A Tunable Universal Formula for Safety-Critical Control

Abstract

Sontag's universal formula is a widely used technique for stabilizing control through control Lyapunov functions. Recently, it has been extended to address safety-critical control by incorporating control barrier functions (CBFs). However, deriving a universal formula that satisfies requirements on essential properties, including safety, smoothness, and robustness against input disturbances, is still an open problem. To address this challenge, this paper introduces a novel solution - a tunable universal formula - by incorporating a (state-dependent) tunable term into Sontag's formula. This tunable term enables the regulation of safety-critical control performances, allowing the attainment of desired properties through a proper selection of tunable terms.
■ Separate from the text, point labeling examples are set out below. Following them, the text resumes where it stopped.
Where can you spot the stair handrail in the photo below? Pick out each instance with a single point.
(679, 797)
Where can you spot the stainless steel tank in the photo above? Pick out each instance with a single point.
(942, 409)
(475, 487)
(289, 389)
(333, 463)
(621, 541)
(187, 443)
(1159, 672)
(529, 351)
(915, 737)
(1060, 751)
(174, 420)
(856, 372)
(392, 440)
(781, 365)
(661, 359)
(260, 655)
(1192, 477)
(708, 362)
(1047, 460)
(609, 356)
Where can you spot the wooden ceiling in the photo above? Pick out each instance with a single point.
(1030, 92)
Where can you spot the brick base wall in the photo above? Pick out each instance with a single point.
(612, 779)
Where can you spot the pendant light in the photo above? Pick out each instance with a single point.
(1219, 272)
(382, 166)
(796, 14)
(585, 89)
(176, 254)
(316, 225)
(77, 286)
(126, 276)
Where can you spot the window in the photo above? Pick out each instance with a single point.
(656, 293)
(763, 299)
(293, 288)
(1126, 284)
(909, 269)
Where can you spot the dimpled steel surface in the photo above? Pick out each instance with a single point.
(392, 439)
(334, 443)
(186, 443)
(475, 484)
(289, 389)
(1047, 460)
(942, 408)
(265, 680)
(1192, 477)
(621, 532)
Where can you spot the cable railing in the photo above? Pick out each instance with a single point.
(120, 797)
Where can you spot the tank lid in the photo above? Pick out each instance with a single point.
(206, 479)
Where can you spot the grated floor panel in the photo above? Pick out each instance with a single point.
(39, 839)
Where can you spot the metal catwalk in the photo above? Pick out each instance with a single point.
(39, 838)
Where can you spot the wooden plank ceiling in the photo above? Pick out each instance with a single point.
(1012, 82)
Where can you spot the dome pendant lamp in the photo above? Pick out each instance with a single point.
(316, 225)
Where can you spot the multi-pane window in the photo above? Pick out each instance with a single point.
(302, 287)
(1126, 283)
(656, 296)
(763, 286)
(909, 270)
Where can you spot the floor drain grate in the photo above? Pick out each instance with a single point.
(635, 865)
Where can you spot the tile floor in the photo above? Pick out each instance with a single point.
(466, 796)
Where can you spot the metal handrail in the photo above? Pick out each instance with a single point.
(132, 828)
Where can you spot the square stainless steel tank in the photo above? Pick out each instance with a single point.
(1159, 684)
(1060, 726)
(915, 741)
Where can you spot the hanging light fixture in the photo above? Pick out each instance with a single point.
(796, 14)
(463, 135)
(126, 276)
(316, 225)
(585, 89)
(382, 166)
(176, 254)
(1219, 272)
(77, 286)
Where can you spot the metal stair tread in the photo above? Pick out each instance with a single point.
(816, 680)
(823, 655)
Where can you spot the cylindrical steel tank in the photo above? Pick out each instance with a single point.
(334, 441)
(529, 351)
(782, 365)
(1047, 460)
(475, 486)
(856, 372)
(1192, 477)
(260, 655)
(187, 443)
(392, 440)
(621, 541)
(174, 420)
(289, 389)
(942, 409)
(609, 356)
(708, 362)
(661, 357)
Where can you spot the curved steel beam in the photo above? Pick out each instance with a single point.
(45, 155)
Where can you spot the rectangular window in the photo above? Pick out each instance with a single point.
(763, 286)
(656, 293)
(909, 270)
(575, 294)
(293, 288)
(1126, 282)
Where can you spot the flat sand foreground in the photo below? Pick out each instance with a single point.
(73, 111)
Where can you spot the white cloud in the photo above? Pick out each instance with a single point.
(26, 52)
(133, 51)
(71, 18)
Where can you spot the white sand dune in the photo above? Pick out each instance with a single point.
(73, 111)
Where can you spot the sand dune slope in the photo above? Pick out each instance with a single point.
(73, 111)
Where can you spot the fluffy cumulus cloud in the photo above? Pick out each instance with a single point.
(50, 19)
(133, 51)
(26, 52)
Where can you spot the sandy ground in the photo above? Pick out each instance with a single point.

Generally, the tunable universal formula can be seen as a controller that improves the quadratic program (QP)-synthesized controllers in terms of robustness and smoothness, while also reducing the conservatism (corresponding to robustness) in Sontag's formula. Furthermore, we extend the tunable universal formula to address safety-critical control problems with norm-bounded input constraints, showcasing its applicability across diverse control scenarios. Finally, we demonstrate the efficacy of our method through a two-link manipulator safe tracking example, investigating the essential properties including safety, smoothness, and robustness against input disturbances under various tunable terms.